Adventures in Life, Love, Macreme, and life South of the Mason/Dixon Line

Sunday, June 3, 2007

Baby #2???

TIger is already talking about when we will have another baby. Lily is 9 weeks old. I know that we want to have the kids close together, but the question is: How close? The midwives suggest waiting a full year before getting pregnant to allow your body to heal, and I understand this concept, but part of me thinks, why bother going to all the trouble to get back into shape, back into my old jeans (if that will ever happen again) only to get the same old stretch marks and flabby stomach right back again? Might as well get it all over with and then let my body really heal.
Loni’s mom and sister’s were at her house for the birthday party today, and Loni’s mom’s first three kids were one year apart each, and then three-year gaps. She advised having the children close together, as did Loni, whoes first two children are a year apart. Her sister said she wished she’d had her children close together (the three are widely spaced.)
I do want the kids close together, not for my benefit, but for theirs—I want them to be able to play together well, unlike Katie and myself, who did not get along until after my wedding. Loni said that as long as they are mobile, let them be mobile together, and I see the wisdom in that, though I am afraid of not giving either of the children the attention they deserve, and for myself, missing out on their babyhood. I’d probably want more kids later simply because their babyhoods went so darn quickly.
One of my main concerns is that with Lily, I was profoundly tired throughout my pregnancy, but especially the first trimester, and I am worried I wouldn’t be able to take care of her properly, or at least the way I would want to take care of her. Then there is the subject of my youth; I suppose it would be best to get all my kids out of the way before I am 30, but I want to enjoy being young. There I go again, believing the television lie that I can’t have fun and enjoy my youth with my children. No, I must be out clubbing and sleeping around in order to live out my youth fully, so I screwed that up long ago.
Of course, it might take me longer than a year to become pregnant anyway. Or, like Tiger's cousin, I could end up preggers tomorrow (though I am nursing; I don’t know if she nursed). Too tierd, too soon to make these decisions. Blah.

1 comment:

Anonymous said...

Such a conundrum, seriously.

I am not really into having kids really far apart, really because my brother and I were 7 years apart and din't get along until just a few years ago. That experience tainted me.
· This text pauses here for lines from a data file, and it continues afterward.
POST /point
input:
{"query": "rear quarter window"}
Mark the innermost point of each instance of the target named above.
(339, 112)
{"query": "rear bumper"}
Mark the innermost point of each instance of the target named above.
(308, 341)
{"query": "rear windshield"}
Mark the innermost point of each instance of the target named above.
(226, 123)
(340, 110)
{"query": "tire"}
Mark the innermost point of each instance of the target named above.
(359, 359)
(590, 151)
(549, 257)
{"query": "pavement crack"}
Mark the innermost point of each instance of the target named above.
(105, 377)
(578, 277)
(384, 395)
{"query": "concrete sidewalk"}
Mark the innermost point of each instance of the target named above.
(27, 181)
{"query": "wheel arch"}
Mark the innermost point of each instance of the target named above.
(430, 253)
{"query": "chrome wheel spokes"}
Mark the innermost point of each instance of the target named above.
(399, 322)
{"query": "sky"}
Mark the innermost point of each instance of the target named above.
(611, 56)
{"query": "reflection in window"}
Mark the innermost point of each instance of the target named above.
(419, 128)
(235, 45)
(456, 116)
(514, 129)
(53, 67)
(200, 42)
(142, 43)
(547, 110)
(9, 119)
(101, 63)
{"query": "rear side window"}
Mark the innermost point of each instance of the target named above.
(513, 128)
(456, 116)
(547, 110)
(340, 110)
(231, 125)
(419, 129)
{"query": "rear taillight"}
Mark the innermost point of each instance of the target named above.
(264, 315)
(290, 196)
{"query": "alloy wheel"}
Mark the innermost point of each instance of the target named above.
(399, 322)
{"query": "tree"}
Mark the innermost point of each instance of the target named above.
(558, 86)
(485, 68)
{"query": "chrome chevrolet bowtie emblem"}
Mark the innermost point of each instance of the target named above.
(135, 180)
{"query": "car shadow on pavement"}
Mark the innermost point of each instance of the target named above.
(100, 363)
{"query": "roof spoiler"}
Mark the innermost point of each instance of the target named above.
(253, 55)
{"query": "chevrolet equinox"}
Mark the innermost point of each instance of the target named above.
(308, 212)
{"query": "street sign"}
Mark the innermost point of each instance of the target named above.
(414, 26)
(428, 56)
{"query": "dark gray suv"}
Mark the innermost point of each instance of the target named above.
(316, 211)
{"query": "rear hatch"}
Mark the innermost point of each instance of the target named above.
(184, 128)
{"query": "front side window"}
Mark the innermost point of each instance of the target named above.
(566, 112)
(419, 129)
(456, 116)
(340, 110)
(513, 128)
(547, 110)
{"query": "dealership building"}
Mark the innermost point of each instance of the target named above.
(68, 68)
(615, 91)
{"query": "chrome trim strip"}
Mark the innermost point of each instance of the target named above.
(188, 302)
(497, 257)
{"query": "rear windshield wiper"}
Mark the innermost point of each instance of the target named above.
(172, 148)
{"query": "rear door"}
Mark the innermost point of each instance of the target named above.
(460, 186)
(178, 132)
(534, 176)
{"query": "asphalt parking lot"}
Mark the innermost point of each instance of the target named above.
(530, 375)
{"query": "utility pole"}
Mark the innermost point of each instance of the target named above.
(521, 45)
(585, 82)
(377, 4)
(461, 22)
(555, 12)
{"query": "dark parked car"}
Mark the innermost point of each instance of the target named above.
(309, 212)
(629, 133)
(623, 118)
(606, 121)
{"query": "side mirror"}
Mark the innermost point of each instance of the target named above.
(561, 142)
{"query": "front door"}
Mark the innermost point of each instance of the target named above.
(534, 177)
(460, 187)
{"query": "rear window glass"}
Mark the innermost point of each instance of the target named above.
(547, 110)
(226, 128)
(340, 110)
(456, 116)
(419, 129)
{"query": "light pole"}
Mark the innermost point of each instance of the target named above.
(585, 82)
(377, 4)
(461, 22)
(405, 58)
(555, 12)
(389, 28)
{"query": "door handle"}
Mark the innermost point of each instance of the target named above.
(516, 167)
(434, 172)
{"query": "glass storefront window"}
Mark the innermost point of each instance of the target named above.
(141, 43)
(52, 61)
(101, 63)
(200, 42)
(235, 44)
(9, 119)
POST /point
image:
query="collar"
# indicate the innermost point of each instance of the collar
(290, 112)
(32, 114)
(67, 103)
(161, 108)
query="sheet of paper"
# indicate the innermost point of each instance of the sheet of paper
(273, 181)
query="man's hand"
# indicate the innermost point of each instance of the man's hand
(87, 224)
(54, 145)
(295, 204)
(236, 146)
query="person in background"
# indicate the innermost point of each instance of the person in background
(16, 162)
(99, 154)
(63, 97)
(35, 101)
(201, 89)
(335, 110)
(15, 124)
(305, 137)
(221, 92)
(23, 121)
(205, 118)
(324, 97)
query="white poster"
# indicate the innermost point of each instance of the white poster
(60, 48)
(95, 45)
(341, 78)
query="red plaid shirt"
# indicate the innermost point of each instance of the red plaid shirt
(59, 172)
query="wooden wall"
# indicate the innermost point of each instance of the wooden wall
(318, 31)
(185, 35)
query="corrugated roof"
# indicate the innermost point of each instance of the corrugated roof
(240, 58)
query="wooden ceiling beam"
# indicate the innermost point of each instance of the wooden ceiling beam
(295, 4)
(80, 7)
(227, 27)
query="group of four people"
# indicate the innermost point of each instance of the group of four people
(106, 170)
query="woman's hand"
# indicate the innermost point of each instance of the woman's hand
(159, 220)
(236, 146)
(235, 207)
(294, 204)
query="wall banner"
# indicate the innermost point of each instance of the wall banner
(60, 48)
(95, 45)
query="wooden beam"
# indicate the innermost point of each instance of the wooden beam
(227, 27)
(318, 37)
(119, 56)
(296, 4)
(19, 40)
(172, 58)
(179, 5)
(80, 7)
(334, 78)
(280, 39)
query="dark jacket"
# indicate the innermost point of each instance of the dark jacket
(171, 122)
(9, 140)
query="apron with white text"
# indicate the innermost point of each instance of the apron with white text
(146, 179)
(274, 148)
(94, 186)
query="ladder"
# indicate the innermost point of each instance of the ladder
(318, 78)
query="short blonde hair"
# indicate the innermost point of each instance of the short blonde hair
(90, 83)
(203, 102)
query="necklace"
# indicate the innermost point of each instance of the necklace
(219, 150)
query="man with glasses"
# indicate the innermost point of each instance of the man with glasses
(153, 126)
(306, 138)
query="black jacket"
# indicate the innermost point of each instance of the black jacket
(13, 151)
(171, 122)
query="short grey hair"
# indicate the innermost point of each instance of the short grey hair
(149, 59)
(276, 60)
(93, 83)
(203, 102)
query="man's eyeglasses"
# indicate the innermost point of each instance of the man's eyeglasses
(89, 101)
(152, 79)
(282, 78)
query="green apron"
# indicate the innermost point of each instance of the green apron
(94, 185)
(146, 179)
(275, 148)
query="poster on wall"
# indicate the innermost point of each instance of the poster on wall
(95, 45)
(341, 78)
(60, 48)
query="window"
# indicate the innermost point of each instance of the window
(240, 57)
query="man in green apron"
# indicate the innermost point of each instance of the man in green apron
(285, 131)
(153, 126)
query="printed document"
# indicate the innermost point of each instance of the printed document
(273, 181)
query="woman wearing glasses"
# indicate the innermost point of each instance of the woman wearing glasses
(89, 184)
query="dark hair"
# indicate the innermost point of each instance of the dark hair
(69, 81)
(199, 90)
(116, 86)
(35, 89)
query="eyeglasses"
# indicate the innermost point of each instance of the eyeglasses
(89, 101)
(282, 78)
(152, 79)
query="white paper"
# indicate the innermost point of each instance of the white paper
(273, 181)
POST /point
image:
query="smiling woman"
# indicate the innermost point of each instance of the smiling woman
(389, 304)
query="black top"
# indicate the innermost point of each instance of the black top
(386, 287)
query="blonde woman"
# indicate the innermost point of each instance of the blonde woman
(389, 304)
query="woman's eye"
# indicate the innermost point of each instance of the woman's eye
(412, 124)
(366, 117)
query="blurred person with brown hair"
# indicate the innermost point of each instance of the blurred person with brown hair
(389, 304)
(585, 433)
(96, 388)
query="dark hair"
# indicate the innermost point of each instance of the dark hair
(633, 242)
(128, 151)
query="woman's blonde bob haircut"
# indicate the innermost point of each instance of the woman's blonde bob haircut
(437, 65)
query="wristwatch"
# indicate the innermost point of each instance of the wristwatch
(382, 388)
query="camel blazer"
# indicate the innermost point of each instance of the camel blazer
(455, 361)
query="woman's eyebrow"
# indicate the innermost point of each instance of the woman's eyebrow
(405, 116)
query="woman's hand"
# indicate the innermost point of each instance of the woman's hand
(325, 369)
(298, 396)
That said, I think it is really, REALLY hard to have kids super close together. I think you have to have a certain kind of personality to do it. Kids that little- BABIES, really - are super, super hard to take care of. One, let alone more than one! I would think carefully about that. Some people love it, but I have a couple of friends who said they would NEVER do that again, and there was a lot they missed.

There is no right decision. :)

And good for you for still nursing! Pretty much all of my friends are "extended breastfeeders". ;) Hooray!